During this month of the Poor Souls, we are reminded to pray for those who have gone before us in faith. Whenever we lose someone we love, we always wonder what happens to them. I often wonder what they might be experiencing at the moment when people have gathered for the funeral Mass. I think it is a moment when the one who has died is experiencing the fullness of God’s love even though they may not yet be united to Him totally in the kingdom of heaven.
The funeral Mass is the first Mass to be offered for that person who has died, and it is especially important, yet so often it is omitted because the family does not want to be bothered. They would much rather have something shorter and in some cases nothing at all, save a few prayers at the grave. If only they knew what they were depriving their loved one of. In other cases, it is the one who has died who leaves instructions that they want no wake and no funeral Mass because they do not want their loved ones to go through the grieving as if shortening the process or eliminating it all together will diminish their grief. They will still grieve and without the funeral rites their grief will be longer and not shorter. I would dare to say that when someone dies and leaves instructions that there should be no wake or funeral Mass, they will undoubtedly regret their instructions, as in death they will realize how much they need and desire the prayers of the Church. If a loved one of mine should ever make such a request I would acknowledge their request when they make it, but for their own good I would have to disregard it when they die and make sure that they receive all the prayers the Church has to offer. This is how important our prayers for the dead are even if we do not realize it in the present.
The Catechism of the Catholic Church teaches us:
1030 All who die in God’s grace and friendship, but still imperfectly purified, are indeed assured of their eternal salvation; but after death they undergo purification, so as to achieve the holiness necessary to enter the joy of heaven.

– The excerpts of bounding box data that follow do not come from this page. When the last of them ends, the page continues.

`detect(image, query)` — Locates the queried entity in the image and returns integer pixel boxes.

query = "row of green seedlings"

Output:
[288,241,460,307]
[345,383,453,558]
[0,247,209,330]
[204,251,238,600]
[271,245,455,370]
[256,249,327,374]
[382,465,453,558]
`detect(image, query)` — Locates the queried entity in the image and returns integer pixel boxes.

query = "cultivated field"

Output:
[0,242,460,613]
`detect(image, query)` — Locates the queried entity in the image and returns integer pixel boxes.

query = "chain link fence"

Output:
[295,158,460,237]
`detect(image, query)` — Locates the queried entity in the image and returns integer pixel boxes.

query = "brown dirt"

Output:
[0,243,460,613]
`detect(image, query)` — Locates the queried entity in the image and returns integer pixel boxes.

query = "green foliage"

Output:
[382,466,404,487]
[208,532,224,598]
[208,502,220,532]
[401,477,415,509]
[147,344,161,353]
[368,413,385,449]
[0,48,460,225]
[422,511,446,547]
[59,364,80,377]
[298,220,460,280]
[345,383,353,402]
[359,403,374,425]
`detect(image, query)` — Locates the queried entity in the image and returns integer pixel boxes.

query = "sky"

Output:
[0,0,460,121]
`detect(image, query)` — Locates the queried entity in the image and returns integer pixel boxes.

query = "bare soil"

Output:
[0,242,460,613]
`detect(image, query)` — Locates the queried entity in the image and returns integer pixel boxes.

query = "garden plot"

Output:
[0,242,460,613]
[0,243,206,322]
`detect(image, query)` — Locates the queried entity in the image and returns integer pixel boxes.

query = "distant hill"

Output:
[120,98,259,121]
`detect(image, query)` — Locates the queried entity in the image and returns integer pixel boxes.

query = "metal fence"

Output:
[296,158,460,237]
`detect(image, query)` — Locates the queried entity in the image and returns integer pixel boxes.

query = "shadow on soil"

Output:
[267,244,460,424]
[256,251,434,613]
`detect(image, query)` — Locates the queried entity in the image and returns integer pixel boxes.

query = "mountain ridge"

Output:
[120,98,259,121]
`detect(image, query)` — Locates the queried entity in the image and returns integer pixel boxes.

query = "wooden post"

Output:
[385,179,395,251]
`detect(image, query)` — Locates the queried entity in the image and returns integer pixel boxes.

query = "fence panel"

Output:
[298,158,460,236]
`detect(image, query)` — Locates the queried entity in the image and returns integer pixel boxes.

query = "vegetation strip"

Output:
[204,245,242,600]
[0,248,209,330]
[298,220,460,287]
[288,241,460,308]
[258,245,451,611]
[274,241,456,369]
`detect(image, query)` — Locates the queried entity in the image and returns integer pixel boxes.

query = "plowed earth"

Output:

1031 Church gives the name Purgatory to this final purification of the elect, which is entirely different from the punishment of the damned.606 The Church formulated her doctrine of faith on Purgatory especially at the Councils of Florence and Trent. The tradition of the Church, by reference to certain texts of Scripture, speaks of a cleansing fire: (954, 1472)
1032 This teaching is also based on the practice of prayer for the dead, already mentioned in Sacred Scripture: “Therefore [Judas Maccabeus] made atonement for the dead, that they might be delivered from their sin.”609 From the beginning the Church has honored the memory of the dead and offered prayers in suffrage for them, above all the Eucharistic sacrifice, so that, thus purified, they may attain the beatific vision of God.610 The Church also commends almsgiving, indulgences, and works of penance undertaken on behalf of the dead: (958, 1371, 1479)

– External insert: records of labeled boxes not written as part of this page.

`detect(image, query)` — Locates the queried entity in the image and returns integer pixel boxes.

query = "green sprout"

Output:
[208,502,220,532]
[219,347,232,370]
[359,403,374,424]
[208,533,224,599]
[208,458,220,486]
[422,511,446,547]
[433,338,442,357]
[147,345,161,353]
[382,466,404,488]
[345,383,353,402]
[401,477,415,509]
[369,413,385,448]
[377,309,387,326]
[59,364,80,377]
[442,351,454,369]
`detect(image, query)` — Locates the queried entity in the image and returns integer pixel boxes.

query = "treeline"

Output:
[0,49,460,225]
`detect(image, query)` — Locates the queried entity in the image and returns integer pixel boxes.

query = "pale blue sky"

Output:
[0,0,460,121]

Let us help and commemorate them. If Job’s sons were purified by their father’s sacrifice, why would we doubt that our offerings for the dead wouldn’t bring them some consolation? Let us not hesitate to help those who have died and to offer our prayers for them. This month of the Poor Souls is a wonderful time for us to reflect on the mystery of death in our Catholic Faith; our own and that of our brothers and sisters. Let us do so in the light of the teachings of the Scriptures and the Church and not let ourselves be taken in by the popular thought of death and our society’s obvious fear of it.

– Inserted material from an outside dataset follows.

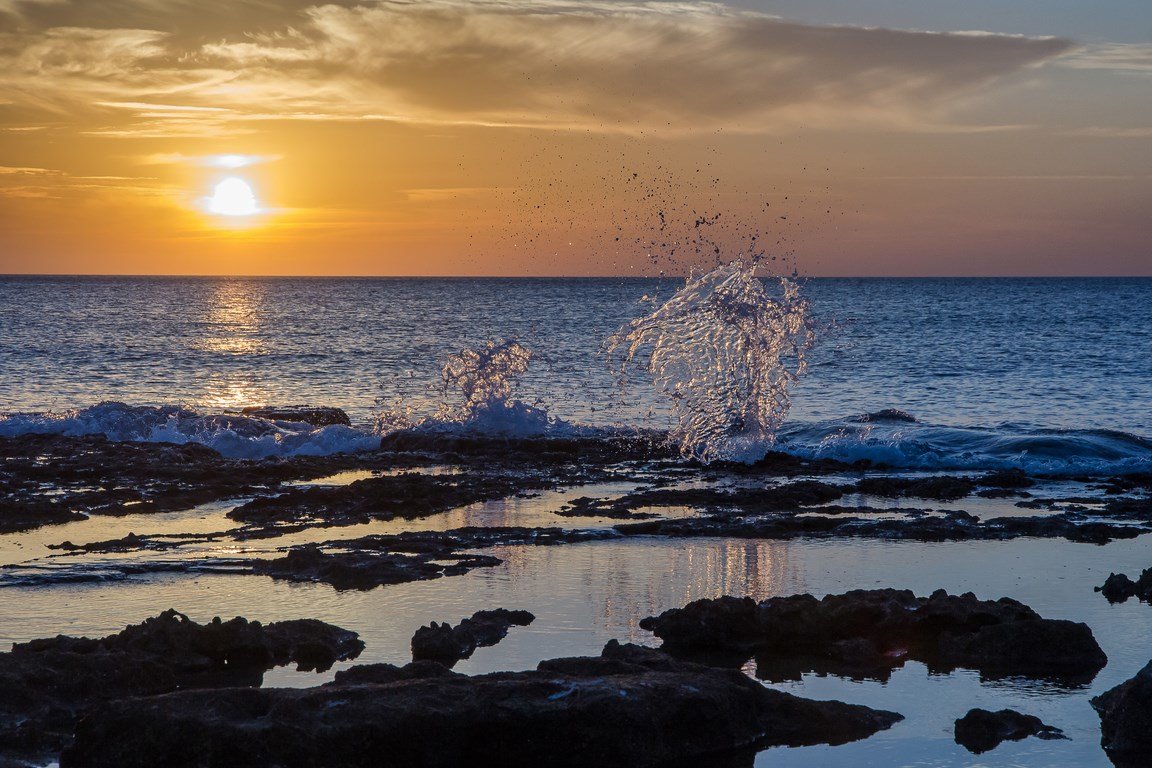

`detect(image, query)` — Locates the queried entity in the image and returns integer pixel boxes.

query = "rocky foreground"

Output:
[61,642,902,768]
[641,590,1108,685]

RECEPTION OF HOLY COMMUNION. It seems that there are a number of people who would like to kneel to receive Holy Communion. To accommodate this desire more easily, we will be placing two kneelers in the main nave of the church so that people could more easily do this. We have been doing this for the weekday Masses and it seems to work pretty well. This would not work in the east or west nave because there is not enough room. So, if you would like to receive Holy Communion kneeling, please sit in the main nave. This is simply a way that we can encourage those who wish to show this particular gesture of reverence while receiving Holy Communion.